Casino's don't mind an infrequent winner
I watched a gentleman on a blackjack table start with $100 and beat the casino out of $4,500. It didn't even faze the pit boss. I realize it wasn't his money but shouldn't he have been more concerned that someone beat the casino out of $4,500 with so little invested? Rob B.
If the game is square, the casino shouldn't give one iota
when someone wins a huge sum of money, even if he or she started
with a meager bankroll. It is not all that rare for a player to
take a hundred dollar bill and run it up to four digits.
Casino operators realize they will suffer short term losing streaks, even when every bet is in their favor. Besides, Rob, casinos are retail establishments. If none of the customers had any chance of winning big, how long do you think they could keep their doors open? They actually prefer a few winners. Winners tell the 90 plus percent who lose where they won it.

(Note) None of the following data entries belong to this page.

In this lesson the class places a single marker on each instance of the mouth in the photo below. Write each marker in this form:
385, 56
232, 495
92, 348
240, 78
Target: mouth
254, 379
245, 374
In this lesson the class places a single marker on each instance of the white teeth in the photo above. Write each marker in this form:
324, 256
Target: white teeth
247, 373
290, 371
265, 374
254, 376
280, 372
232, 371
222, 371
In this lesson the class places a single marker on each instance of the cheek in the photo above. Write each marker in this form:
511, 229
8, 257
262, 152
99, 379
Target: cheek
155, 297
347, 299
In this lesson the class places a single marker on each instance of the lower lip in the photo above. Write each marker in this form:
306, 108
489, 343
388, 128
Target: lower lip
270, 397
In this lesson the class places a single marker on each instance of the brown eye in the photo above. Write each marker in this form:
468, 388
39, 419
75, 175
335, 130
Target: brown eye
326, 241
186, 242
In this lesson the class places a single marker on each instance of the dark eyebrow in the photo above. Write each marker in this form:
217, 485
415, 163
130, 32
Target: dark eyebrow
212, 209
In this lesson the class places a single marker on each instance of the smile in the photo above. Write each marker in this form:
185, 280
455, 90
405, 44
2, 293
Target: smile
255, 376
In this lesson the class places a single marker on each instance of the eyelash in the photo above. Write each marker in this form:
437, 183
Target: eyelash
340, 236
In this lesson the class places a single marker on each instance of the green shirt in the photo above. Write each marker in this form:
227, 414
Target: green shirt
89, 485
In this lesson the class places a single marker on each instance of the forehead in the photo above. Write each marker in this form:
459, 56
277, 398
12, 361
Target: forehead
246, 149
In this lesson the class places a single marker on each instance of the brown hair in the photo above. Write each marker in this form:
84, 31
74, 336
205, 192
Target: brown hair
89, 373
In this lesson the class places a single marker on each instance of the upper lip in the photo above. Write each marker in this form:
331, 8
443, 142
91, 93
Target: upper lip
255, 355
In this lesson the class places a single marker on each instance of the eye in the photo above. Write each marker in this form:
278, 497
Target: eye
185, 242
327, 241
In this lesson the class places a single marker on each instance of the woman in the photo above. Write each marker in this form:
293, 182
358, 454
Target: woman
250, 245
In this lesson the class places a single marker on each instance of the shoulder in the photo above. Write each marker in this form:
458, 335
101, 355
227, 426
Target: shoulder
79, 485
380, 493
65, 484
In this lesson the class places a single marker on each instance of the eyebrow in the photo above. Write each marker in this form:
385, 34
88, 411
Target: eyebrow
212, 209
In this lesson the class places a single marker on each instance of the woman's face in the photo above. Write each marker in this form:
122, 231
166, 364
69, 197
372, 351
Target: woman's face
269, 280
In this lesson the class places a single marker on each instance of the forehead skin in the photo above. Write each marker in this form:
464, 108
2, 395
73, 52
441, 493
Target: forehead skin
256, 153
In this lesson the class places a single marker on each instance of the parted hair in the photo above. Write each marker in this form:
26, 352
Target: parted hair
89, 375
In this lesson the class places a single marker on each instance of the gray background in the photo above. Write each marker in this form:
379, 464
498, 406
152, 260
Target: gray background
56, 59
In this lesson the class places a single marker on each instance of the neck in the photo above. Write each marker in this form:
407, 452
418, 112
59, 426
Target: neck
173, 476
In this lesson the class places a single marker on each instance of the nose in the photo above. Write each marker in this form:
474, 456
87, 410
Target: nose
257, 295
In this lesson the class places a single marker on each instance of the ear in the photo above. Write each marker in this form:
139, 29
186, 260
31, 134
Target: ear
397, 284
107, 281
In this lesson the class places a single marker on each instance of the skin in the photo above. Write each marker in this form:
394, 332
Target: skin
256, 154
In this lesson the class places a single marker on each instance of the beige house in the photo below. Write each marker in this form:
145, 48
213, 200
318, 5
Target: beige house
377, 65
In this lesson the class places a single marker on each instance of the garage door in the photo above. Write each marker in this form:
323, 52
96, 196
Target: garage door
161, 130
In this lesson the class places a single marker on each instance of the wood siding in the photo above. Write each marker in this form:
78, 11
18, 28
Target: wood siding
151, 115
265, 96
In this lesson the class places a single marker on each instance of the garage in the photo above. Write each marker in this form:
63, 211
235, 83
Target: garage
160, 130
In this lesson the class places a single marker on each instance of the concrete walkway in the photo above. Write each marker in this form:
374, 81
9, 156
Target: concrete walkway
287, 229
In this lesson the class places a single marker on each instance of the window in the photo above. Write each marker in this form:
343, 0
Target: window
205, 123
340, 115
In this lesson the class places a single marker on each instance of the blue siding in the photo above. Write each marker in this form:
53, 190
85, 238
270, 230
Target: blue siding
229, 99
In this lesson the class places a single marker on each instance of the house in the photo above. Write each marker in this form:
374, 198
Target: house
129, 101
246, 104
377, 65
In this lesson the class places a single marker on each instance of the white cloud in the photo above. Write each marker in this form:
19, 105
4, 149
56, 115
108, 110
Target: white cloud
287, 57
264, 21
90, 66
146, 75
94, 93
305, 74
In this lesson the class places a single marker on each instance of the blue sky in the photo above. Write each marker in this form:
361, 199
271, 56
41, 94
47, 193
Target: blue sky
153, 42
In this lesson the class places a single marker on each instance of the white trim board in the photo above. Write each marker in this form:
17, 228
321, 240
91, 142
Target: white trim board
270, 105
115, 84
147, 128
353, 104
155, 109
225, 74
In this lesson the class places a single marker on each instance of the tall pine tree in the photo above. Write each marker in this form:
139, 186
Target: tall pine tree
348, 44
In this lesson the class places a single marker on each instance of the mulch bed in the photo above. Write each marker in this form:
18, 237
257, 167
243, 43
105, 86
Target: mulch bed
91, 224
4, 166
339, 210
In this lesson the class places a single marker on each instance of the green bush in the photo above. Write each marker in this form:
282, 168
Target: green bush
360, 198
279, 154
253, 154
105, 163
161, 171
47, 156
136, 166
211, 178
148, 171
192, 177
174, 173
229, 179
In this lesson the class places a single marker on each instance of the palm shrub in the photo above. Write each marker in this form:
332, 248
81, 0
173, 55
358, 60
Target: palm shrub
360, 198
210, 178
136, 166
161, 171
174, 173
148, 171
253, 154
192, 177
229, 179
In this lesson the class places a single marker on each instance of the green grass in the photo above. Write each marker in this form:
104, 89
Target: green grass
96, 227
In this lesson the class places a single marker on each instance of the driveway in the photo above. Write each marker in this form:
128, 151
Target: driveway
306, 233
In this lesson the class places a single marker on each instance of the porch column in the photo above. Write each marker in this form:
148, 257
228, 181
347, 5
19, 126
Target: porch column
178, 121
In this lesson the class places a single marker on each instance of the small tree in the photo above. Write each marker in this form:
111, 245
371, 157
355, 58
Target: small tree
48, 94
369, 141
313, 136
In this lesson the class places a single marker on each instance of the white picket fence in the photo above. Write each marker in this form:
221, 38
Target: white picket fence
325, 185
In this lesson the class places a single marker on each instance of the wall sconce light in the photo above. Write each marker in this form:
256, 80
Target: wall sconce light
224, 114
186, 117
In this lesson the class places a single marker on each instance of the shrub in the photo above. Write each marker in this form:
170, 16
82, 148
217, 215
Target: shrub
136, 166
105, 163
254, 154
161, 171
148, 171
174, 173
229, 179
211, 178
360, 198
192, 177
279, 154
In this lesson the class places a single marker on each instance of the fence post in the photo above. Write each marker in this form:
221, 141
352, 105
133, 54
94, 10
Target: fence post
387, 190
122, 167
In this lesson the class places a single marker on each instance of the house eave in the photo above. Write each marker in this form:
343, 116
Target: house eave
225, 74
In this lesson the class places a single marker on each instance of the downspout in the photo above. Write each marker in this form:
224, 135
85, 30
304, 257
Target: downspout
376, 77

The way casinos guard against financial ruin during a player's winning streak is to set betting limits at the table. It is the "house limit" that protects the casino bankroll against a lucky assault by a hot gambler. Additionally, the house knows the longer you gamble, the more exposure you have to the casino's inescapable casino edge.
The gambler's biggest advantage against the house, Rob, is to quit on your own terms, not the casino's. Unfortunately, few have the internal fortitude to take the money and run.
Does the Megabucks machine that has a jackpot of $1,252,000 and continually climbing in Reno have the exact same jackpot in Las Vegas? Jim K.
Yes, Jim, they are exactly the same.
Megabucks is a statewide network of progressive slot carousels linked together to produce huge, dramatic jackpots. It was created by IGT to challenge the big payoffs found in state lotteries.
Each slot machine in the Megabucks network plays independently. A small computer chip in each machine monitors every coin played and communicates that information electronically to a mainframe computer at IGT's headquarters in Reno. The central computer keeps track of every Megabucks slot and maintains a constant tally of the jackpot. Then the computer projects the ever-changing jackpot total to all Megabuck units where it is displayed on the digital tote board.
The reason I enjoy your column so much is because of your insider's view. You spent 18 years in the business. No other gaming columnist I've read has. Was writing about casino gaming an afterthought? Marshall G.
Someone once asked Nobel Prize winner William Faulkner for his advice to a young and struggling writer; he responded that the young person should get a job as a janitor in a whorehouse. I went into casino gambling instead-it paid more.
The last time I went to Las Vegas was in 1963. In December I'm going back to see what all the hoopla is about. One problem; I'm a low-limit gambler. Do nickel machines still exist? Marge G.
You're in luck, Marge. Low rollers can still enjoy the city of Lost Wages. There are 5,000 nickel machines at the Strip mega-resorts and 4,200 downtown.
It hasn't happened to me yet, but what should I do if I'm ever dealt a natural royal flush? I think I will panic and push the discard button by mistake. Beverly M.
If your hand of destiny has been naturally dealt, immediately press all five hold buttons, followed by the draw button. Still nervous, Beverly? Fear not. If any of the top three hands are dealt naturally, most machines automatically skip to the payoff mode, eliminating the possibility of you hitting the wrong buttons.